A spring with an unstretched length of 20 cm and a force constant of 100 N/m is attached to a 2-kg mass with a charge of 3.0 C. The mass is swung in a circle in a zero gravity environment, so that the spring is perfectly horizontal and is parallel to the radius of the circle, as shown at right. A vertical 1.5-T magnetic field permeates the entire region.


If the mass is moving at 5 m/s, what is the maximum radius of its motion?

Homework Equations

Centripetal Force: $F= \frac{mv^{2}}{r}$
Hooke's Law: $F=kx$ where k is the spring constant and x is elongation (how long the string is stretched)
Magnetic Force: $F = qvBsin \theta$

The Attempt at a Solution

I tried qvBsin(90 degrees) = $qvB =F= \frac{mv^{2}}{r} + kr$
I assumed the force on the spring itself is the tenion (the constant * how long it stretched)

I'm not sure if I did it correctly...please help.

 

[mukundpa]

What is x in F = kx ?

 

[clubguppy]

Reply

Homework Statement

A spring with an unstretched length of 20 cm and a force constant of 100 N/m is attached to a 2-kg mass with a charge of 3.0 C. The mass is swung in a circle in a zero gravity environment, so that the spring is perfectly horizontal and is parallel to the radius of the circle, as shown at right. A vertical 1.5-T magnetic field permeates the entire region.


If the mass is moving at 5 m/s, what is the maximum radius of its motion?

Homework Equations

Centripetal Force: $F= \frac{mv^{2}}{r}$
Hooke's Law: $F=kx$ where k is the spring constant and x is elongation (how long the string is stretched)
Magnetic Force: $F = qvBsin \theta$

The Attempt at a Solution

I tried qvBsin(90 degrees) = $qvB =F= \frac{mv^{2}}{r} + kr$
I assumed the force on the spring itself is the tenion (the constant * how long it stretched)

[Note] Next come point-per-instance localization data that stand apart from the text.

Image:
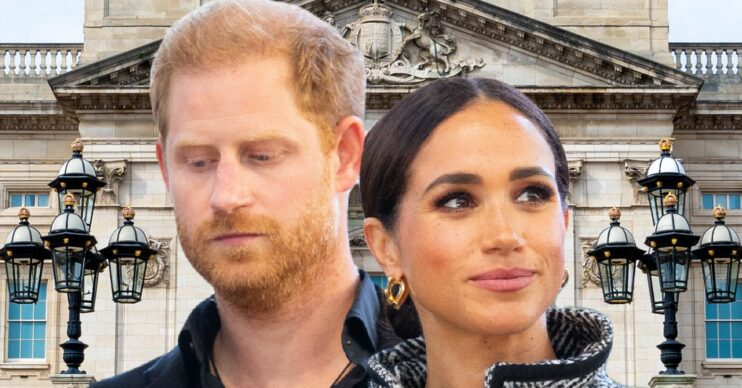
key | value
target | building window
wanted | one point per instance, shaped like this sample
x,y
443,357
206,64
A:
x,y
28,200
726,200
379,280
27,329
724,328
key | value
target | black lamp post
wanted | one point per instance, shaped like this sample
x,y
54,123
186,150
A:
x,y
668,259
77,177
128,252
615,252
719,252
24,255
75,260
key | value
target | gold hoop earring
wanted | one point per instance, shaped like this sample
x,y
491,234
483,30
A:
x,y
565,278
396,299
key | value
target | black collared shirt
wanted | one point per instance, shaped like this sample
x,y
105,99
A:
x,y
359,336
371,325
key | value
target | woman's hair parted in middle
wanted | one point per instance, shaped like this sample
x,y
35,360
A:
x,y
394,142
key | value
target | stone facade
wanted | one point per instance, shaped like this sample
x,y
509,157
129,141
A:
x,y
597,68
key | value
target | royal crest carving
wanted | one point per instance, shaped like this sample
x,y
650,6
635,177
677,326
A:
x,y
635,170
113,173
357,239
158,266
589,265
575,169
402,53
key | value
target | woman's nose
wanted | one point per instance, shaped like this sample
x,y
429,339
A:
x,y
500,231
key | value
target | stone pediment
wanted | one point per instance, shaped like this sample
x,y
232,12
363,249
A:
x,y
487,41
118,83
410,42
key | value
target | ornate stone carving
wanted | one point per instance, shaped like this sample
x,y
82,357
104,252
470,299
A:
x,y
357,239
589,265
158,266
113,173
575,169
635,170
400,53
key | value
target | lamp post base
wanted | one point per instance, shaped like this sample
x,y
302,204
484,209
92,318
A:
x,y
72,380
673,381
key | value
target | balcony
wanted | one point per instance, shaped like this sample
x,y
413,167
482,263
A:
x,y
708,60
38,60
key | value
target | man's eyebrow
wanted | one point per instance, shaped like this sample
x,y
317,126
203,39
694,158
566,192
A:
x,y
453,179
261,139
527,172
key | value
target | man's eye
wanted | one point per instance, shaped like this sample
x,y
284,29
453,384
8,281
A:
x,y
199,164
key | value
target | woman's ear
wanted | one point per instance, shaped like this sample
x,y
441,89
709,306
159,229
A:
x,y
383,246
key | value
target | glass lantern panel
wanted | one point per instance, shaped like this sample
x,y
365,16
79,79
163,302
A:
x,y
16,200
673,269
68,267
617,277
734,201
721,199
43,200
127,279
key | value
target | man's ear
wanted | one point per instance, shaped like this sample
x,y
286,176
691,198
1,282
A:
x,y
160,152
349,134
383,246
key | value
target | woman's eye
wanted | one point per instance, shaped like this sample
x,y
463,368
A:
x,y
455,201
535,194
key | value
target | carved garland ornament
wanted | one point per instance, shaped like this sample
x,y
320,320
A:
x,y
158,266
113,173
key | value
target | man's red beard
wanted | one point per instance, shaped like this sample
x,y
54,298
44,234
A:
x,y
270,270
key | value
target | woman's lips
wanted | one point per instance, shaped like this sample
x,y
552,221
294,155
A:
x,y
504,280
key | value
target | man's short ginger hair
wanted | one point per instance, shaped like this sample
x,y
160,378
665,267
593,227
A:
x,y
328,75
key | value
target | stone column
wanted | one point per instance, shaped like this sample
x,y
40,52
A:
x,y
72,381
673,381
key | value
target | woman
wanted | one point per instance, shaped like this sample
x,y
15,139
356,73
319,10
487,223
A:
x,y
464,184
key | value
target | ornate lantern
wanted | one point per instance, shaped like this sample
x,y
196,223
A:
x,y
94,265
77,177
657,298
69,241
616,254
128,252
719,252
671,241
665,175
24,255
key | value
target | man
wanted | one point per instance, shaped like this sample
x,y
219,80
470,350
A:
x,y
258,105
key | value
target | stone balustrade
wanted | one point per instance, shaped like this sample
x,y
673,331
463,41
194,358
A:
x,y
707,59
38,59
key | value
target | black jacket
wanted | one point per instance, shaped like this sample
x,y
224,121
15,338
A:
x,y
371,325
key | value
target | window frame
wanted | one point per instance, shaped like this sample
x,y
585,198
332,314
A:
x,y
45,320
24,195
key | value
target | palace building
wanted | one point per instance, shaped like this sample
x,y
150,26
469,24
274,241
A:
x,y
604,72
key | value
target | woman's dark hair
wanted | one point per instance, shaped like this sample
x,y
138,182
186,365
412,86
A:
x,y
393,143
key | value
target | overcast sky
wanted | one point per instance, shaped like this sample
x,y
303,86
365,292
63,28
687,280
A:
x,y
24,21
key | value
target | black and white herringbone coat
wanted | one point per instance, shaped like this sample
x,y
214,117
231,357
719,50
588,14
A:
x,y
581,339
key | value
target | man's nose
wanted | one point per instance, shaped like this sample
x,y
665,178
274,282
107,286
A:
x,y
233,185
500,231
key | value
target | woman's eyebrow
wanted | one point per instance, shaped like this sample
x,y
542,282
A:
x,y
527,172
454,179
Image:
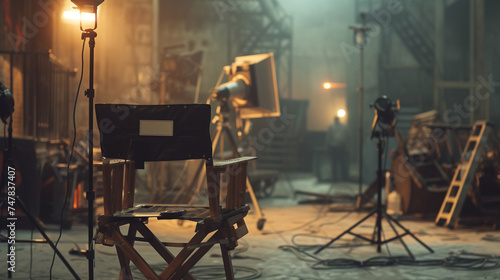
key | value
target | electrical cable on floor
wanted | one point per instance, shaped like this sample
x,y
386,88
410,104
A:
x,y
69,163
454,260
318,216
212,272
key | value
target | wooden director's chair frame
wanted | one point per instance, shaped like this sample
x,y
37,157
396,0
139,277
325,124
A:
x,y
221,225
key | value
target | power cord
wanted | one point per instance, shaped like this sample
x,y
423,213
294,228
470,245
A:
x,y
69,162
454,260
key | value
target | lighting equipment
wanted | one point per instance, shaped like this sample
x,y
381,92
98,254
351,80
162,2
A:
x,y
6,110
6,103
90,6
253,90
252,86
360,33
87,7
384,114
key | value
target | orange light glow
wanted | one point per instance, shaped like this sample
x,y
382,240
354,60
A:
x,y
75,15
328,85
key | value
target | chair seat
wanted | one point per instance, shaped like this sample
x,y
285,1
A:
x,y
174,211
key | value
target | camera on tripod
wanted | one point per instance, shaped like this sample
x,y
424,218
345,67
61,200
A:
x,y
385,116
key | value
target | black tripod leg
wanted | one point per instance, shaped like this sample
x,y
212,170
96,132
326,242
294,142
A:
x,y
398,236
345,232
42,231
409,233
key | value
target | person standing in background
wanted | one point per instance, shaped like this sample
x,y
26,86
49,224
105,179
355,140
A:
x,y
336,146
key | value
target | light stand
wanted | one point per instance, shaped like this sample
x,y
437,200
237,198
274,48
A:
x,y
383,114
7,107
223,126
360,40
90,194
90,6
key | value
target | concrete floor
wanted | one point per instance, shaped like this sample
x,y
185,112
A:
x,y
261,253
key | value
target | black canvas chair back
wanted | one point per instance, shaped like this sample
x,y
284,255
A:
x,y
154,132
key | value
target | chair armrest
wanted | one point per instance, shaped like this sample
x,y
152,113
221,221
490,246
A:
x,y
225,163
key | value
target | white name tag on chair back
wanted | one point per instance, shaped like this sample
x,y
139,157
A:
x,y
156,128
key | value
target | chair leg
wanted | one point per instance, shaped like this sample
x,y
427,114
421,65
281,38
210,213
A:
x,y
133,255
176,264
125,272
159,247
228,264
195,258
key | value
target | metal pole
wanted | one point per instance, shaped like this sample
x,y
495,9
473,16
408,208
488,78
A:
x,y
90,192
360,90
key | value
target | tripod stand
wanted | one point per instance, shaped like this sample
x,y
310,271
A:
x,y
13,202
380,213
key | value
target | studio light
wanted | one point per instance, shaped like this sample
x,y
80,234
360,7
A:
x,y
88,13
329,85
6,103
252,86
385,110
90,6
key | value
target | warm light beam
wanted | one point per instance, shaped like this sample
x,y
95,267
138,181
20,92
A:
x,y
75,15
328,85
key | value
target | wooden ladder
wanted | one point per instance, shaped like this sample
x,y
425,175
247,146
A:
x,y
465,172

I'm not sure if I did it correctly...please help.

I have updated the information in the question.

 

[mukundpa]

is the elongation is equal to radius of the circular path?

 

[clubguppy]

response

is the elongation is equal to radius of the circular path?

Yes, that is what I assumed. But, I can't get the radius in real number. What did I do wrong? Do you have suggestions for what I should do?

Should I change something about $qvB =F= \frac{mv^{2}}{r} + kr$ or do something different?